Performance: Inheritance vs. pattern matching

Hi,

recently I stumbled upon unexpected behaviour regarding access to a value either via inheritance or via pattern matching.

I have a number of case classes inheriting a (zero argument) function from a trait like this

trait MixedIn {
   def value: Int
}

//simplified
case class Variant1(override val value: Int) extends MixedIn
case class Variant2(override val value: Int) extends MixedIn
case class Variant3(override val value: Int) extends MixedIn
case class Variant4(override val value: Int) extends MixedIn
case class Variant5(override val value: Int) extends MixedIn

I then wrote a function for accessing the value via pattern matching.

def value(mixedIn: MixedIn): Int = {
   mixedIn match {
      case Variant1(value, _) => value
      case Variant2(value, _) => value
      case Variant3(value, _) => value
      case Variant4(value, _) => value
      case Variant5(value, _) => value
   }
}

My expectation was that using v.value for some v: MixedIn should be faster than using value(v). I wrote micro benchmarks using 1000 uniformly distributed values:

//List of 1000 random instances of MixedIn, distributed uniformly among the above case classes.
val testData: List[MixedIn]

val valueFunction: MixedIn => Int = _.value

@Benchmark
def directly(): List[Int] = testData.map(valueFunction)

@Benchmark
def indirectly(): List[Int] = testData.map(value)

To my surprise, the directly function takes about thrice as much time as indirectly.
Upon tuning the overall setup, I made the following additional observations.

  1. There is no difference between using def and val in the trait.
  2. The number of VariantX has an influence on performance - using only one or two variants yields essentially the same times for both benchmarks, starting with three the directly benchmark becomes slower.
  3. The measurements are the same when I replace case classes with classes and manually written apply/unapply functions.
  4. I used Mode.AverageTime (time per operation) for the actual time measurements. The mode Mode.Throughput (operations per time) showed corresponding results (around one third of operations for the directly benchmark in comparison with the indirectly benchmark).

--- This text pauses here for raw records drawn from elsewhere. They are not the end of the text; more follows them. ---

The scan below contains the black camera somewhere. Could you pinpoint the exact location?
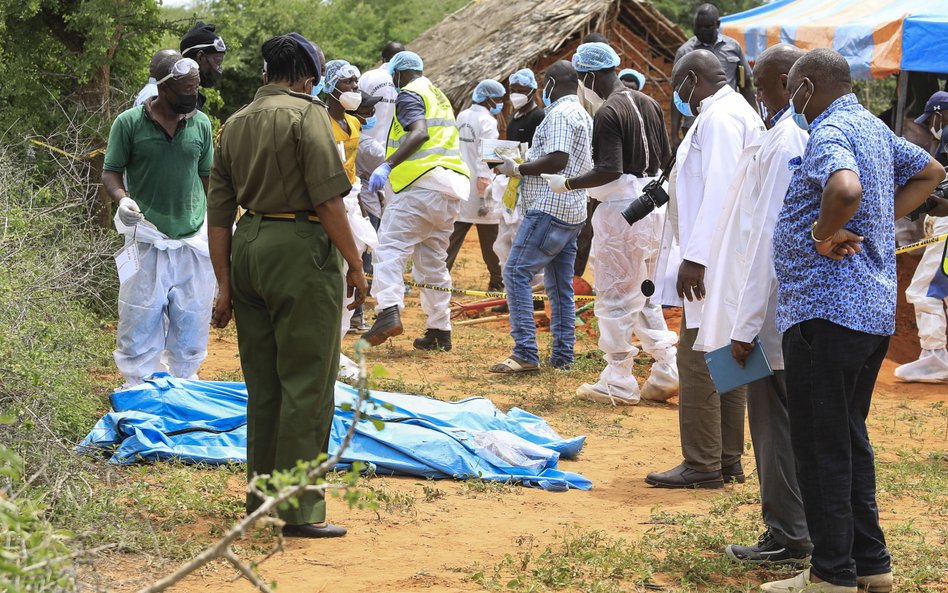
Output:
[622,153,675,226]
[904,179,948,222]
[622,175,668,226]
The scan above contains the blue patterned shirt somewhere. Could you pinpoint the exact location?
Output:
[774,94,930,335]
[520,95,592,224]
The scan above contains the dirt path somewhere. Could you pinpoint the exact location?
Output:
[137,233,948,593]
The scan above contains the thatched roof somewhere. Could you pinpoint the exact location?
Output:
[409,0,686,106]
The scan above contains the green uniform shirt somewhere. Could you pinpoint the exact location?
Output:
[207,85,351,228]
[103,105,214,239]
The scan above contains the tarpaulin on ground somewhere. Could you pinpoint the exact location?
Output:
[721,0,948,78]
[79,373,592,490]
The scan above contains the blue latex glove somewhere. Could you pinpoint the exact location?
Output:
[369,163,392,192]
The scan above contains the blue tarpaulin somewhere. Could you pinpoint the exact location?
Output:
[79,374,592,490]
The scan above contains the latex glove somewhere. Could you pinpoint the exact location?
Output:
[540,173,569,194]
[369,163,392,192]
[494,156,520,177]
[118,196,145,226]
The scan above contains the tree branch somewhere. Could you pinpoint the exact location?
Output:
[138,340,369,593]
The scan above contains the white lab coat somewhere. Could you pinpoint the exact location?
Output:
[359,64,398,146]
[455,105,501,224]
[656,85,765,329]
[694,112,808,370]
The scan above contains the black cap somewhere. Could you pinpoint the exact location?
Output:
[181,21,227,58]
[287,32,323,84]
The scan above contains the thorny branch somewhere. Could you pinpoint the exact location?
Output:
[138,341,369,593]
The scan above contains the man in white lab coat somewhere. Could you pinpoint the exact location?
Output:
[694,44,813,568]
[645,50,764,488]
[447,79,507,291]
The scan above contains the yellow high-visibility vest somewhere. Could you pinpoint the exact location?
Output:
[385,76,471,193]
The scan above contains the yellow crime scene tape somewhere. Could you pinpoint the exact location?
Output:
[365,274,596,301]
[30,138,105,161]
[895,233,948,254]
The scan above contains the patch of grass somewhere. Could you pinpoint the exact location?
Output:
[461,478,523,498]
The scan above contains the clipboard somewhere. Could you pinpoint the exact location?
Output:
[704,338,774,393]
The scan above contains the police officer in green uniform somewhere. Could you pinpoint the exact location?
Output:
[208,33,368,537]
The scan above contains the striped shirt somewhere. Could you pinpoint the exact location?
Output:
[520,95,592,224]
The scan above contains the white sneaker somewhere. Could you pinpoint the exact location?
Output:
[576,383,639,406]
[642,362,678,402]
[760,568,857,593]
[895,348,948,382]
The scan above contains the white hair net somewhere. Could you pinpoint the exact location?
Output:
[471,78,507,103]
[507,68,537,90]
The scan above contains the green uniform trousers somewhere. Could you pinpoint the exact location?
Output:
[231,215,343,525]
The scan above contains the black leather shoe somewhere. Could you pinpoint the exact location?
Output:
[362,305,404,346]
[724,529,810,570]
[721,461,746,484]
[645,464,724,488]
[283,523,346,538]
[415,328,451,352]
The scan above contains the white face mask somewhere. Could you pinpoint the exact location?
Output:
[510,93,530,109]
[576,74,603,117]
[339,91,362,111]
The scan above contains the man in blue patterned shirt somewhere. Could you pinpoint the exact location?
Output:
[761,49,944,593]
[490,60,592,373]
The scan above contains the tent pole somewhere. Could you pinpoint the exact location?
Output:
[894,70,908,136]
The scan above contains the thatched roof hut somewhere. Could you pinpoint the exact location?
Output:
[409,0,686,114]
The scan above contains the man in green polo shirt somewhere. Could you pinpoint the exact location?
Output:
[102,50,216,386]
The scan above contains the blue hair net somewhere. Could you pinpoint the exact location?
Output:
[388,51,425,74]
[619,68,645,91]
[326,60,361,93]
[471,78,507,103]
[573,42,619,72]
[507,68,537,90]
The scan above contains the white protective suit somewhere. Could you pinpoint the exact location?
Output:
[341,179,379,337]
[694,112,808,370]
[359,64,398,146]
[455,105,501,223]
[589,175,678,402]
[372,167,469,330]
[113,214,217,387]
[895,217,948,381]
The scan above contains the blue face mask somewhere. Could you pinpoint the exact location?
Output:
[674,78,695,117]
[790,82,813,132]
[543,78,556,107]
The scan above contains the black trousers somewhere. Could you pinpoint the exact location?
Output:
[783,319,891,587]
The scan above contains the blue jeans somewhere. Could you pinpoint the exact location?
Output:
[504,210,585,368]
[783,319,891,587]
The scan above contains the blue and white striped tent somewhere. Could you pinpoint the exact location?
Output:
[721,0,948,78]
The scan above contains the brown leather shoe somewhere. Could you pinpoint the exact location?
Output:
[283,523,346,538]
[721,461,747,484]
[645,463,724,488]
[362,305,404,346]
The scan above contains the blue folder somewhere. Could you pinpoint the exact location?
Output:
[704,338,774,393]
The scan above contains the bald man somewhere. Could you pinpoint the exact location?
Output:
[645,49,764,488]
[761,49,945,593]
[695,45,812,568]
[671,4,756,146]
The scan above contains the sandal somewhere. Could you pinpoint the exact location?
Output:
[488,356,540,374]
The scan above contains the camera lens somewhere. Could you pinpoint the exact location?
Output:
[622,196,655,226]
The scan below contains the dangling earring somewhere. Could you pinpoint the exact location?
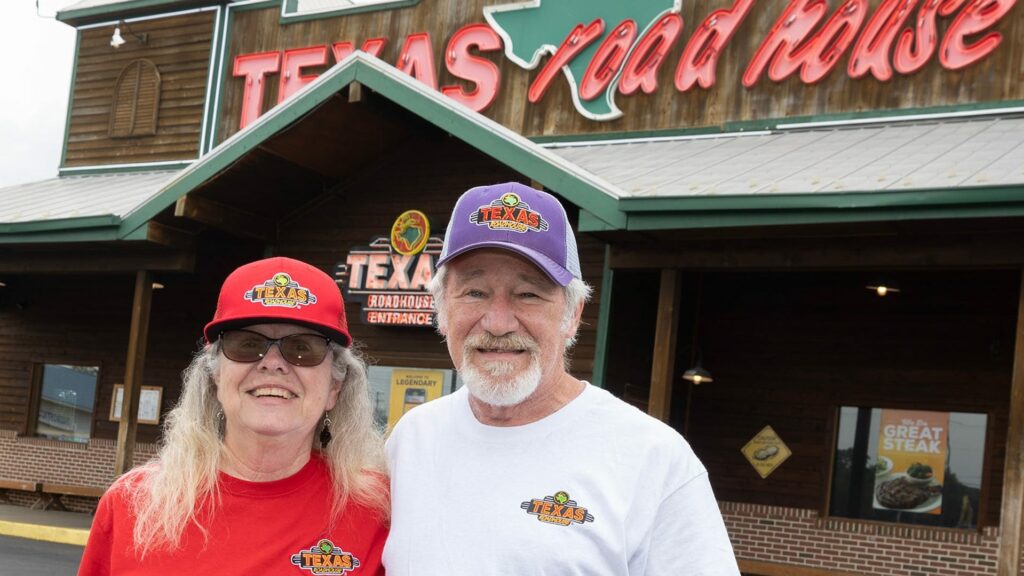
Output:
[321,412,331,450]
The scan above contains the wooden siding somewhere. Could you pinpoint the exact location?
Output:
[0,235,262,442]
[217,0,1024,140]
[663,271,1019,526]
[62,11,214,168]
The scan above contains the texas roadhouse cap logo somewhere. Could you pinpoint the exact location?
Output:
[292,538,359,574]
[519,490,594,526]
[244,272,316,308]
[469,192,549,234]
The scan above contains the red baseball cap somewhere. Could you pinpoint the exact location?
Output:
[203,256,352,346]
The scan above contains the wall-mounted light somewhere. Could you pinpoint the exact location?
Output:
[864,282,899,297]
[111,20,148,48]
[683,352,715,385]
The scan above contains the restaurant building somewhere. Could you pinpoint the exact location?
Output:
[0,0,1024,576]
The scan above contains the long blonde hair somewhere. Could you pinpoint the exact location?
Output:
[119,342,389,557]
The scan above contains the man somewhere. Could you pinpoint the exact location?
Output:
[384,182,739,576]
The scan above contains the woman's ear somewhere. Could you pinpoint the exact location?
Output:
[327,378,342,412]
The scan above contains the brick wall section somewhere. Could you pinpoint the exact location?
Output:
[0,429,157,511]
[720,502,999,576]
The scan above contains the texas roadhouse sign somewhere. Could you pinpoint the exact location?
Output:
[232,0,1017,124]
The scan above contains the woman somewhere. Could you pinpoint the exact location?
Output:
[79,257,388,576]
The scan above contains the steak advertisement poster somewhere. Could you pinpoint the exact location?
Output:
[874,410,949,515]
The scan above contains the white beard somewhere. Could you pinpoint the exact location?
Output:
[461,332,542,407]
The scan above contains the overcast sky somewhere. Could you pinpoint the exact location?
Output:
[0,0,75,188]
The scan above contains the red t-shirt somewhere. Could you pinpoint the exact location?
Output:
[78,455,388,576]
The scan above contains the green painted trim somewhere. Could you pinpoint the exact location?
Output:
[529,100,1024,145]
[0,214,121,244]
[121,67,364,238]
[626,199,1024,231]
[591,244,615,388]
[227,0,281,12]
[57,160,196,176]
[0,214,121,234]
[0,228,120,244]
[57,30,82,170]
[56,0,208,25]
[577,208,623,232]
[346,56,626,228]
[280,0,420,26]
[199,6,227,158]
[618,186,1024,212]
[120,52,626,238]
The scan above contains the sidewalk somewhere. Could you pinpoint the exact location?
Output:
[0,504,92,546]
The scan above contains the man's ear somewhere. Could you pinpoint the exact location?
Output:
[566,301,586,336]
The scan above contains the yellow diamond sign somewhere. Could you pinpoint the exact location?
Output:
[740,426,793,478]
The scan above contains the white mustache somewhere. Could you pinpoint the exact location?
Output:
[463,333,541,355]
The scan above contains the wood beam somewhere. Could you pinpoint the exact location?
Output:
[114,270,153,476]
[610,234,1024,270]
[647,269,682,422]
[0,248,196,274]
[145,220,196,250]
[996,273,1024,576]
[174,194,278,242]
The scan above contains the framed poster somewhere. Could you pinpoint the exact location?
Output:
[110,384,164,424]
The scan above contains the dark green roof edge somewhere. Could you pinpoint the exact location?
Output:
[120,52,626,238]
[121,60,355,236]
[56,0,216,26]
[57,160,196,176]
[0,214,121,244]
[279,0,421,26]
[348,60,626,227]
[626,199,1024,231]
[529,100,1024,145]
[618,186,1024,212]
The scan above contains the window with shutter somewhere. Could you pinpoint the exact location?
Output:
[110,59,160,138]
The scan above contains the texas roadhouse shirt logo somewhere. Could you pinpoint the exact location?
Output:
[469,192,549,233]
[519,490,594,526]
[292,538,359,574]
[244,272,316,308]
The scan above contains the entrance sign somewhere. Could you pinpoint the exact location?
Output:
[335,210,443,328]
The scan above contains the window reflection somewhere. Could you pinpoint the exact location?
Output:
[829,407,988,529]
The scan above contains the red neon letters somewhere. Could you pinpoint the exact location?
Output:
[441,24,502,111]
[232,0,1017,128]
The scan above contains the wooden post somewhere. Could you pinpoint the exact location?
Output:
[114,270,153,476]
[997,273,1024,576]
[647,269,680,422]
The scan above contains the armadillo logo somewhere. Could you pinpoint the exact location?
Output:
[519,490,594,526]
[244,272,316,308]
[469,192,550,233]
[483,0,682,120]
[292,539,359,574]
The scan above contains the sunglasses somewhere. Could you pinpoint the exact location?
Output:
[220,330,331,366]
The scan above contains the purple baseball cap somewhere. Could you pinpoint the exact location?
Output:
[437,182,583,286]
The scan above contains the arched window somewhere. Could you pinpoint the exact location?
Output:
[109,58,160,138]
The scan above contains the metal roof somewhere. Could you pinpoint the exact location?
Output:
[0,170,178,224]
[547,116,1024,201]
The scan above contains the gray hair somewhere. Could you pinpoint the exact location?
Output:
[118,342,389,558]
[427,266,594,354]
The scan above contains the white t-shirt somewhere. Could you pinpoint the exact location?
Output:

Can anyone shed some light on why this might be the case? Is there something obvious that I am missing?

Best regards

Nikita

What happens when you replace Int with String? I ask because there might be some difference in the amount of boxing and unboxing that’s happening. I’m not sure why that would be though.

Also, are you compiling with the optimizer enabled or disabled? Which Scala version?

Thanks for the follow-up.

  1. Replacing Int with String slightly improves the time for directly (about 10%, which in this particular case is about 2µs). The indirectly benchmark is unaffected by this change.
  2. I use Scala 2.12 and the benchmarks are executed without optimisations. I will try with optimisations enabled.

You can enable as much optimisations as possible with -opt:l:inline -opt-inline-from:**. (https://www.lightbend.com/blog/scala-inliner-optimizer for further reference). I hear that 2.13’s optimizer should be even better.

My best guess right now is that for some reason the JVM is failing to do some optimizations in one of both benchmarks. Possibly because of the extra megamorphic callsite.

1 Like

With the suggested optimisations the results are very much the same. Still, the suggestion of the megamorphic call site appears to be right on the money - this is in accord with the observation that the number of possible variants is relevant (second additional observation in the OP).

Indeed, if I make the call site monomorphic, I get the picture I was expecting.

  1. I have switched all values in the testData list to instances of Variant5, so that pattern matching encounters a worst case scenario (every value requires four misses).
  2. With optimisations the directly benchmark takes around 6.5µs, while the indirectly benchmark requires about 8.5µs.
  3. Without optimisations the directly benchmark takes around 6.5µs, while the indirectly benchmark requires about 10.5µs.

The indirectly benchmark now encounters a worst case scenario. This constitutes a nice example of where the indirect access is worse, but I am still surprised by how little.